759. Reduction of HLH-like Manifestations in Murine Model of Munc13-4 Deficiency Following Lentiviral Gene Transfer into Hematopoietic Stem and Progenitor Cells

Abstract

Patients with mutations in UNC13D gene, coding for Munc13-4 protein, suffer from type 3 Familial hemophagocytic lymphohistiocytosis (FHL3), a life-threatening disorder of the immune system which represents 25% of all FHLs. Munc13-4 controls docking of lytic granules before they fused with the plasma membrane in cytotoxic T and NK lymphocytes and it's defect results in defective cytotoxic function of these cells. Hematopoietic stem and progenitor cell (HSPC) transplantation, which is the only curative treatment for FHL3 to date, is partially successful even when a compatible donor is available because of the important inflammatory background of patients. In this context gene therapy could be a promising therapeutic option especially for those patients without any compatible donor. In this study, we took advantages from a murine model of FHL3, the Jinx mice, to investigate the feasibility of HSPC gene therapy for this pathology.

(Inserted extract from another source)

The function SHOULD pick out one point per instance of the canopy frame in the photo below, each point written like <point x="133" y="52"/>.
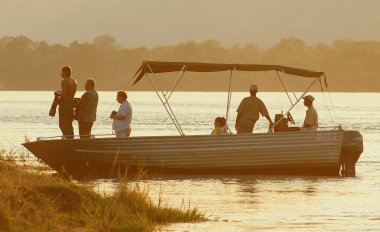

Jinx mice do not spontaneously develop clinical features of hemophagocytic lymphohistiocytosis (HLH), but do so when infected with lymphocytic choriomeningitis virus (LCMV). We generated and used a self-inactivated lentiviral vector to complement HSC from Unc13d -/- (Jinx) mice and transplanted them back into the irradiated Jinx recipients. This transplantation led to the complete reconstitution of the immune system at levels comparable to that of control mice. The recipients were then challenged with LCMV. While Jinx mice reconstituted with GFP expressing HSPC developed leukopenia, anemia and body weight loss, characteristic of HLH in this murine model, gene corrected Jinx recipients developed only mild or no HLH manifestations. This reduction in HLH manifestation correlated with a significant reduction of virus titer in the liver and serum level of IFN-g and inflammatory cytokines. All these ameliorations might be explained by the restoration of cytotoxic function of CTLs as demonstrated in an in-vitro degranulation assay. Overall, this study provides data supporting the potential of HSC gene therapy in a FHL immune dysregulation such as UNC13D deficiency.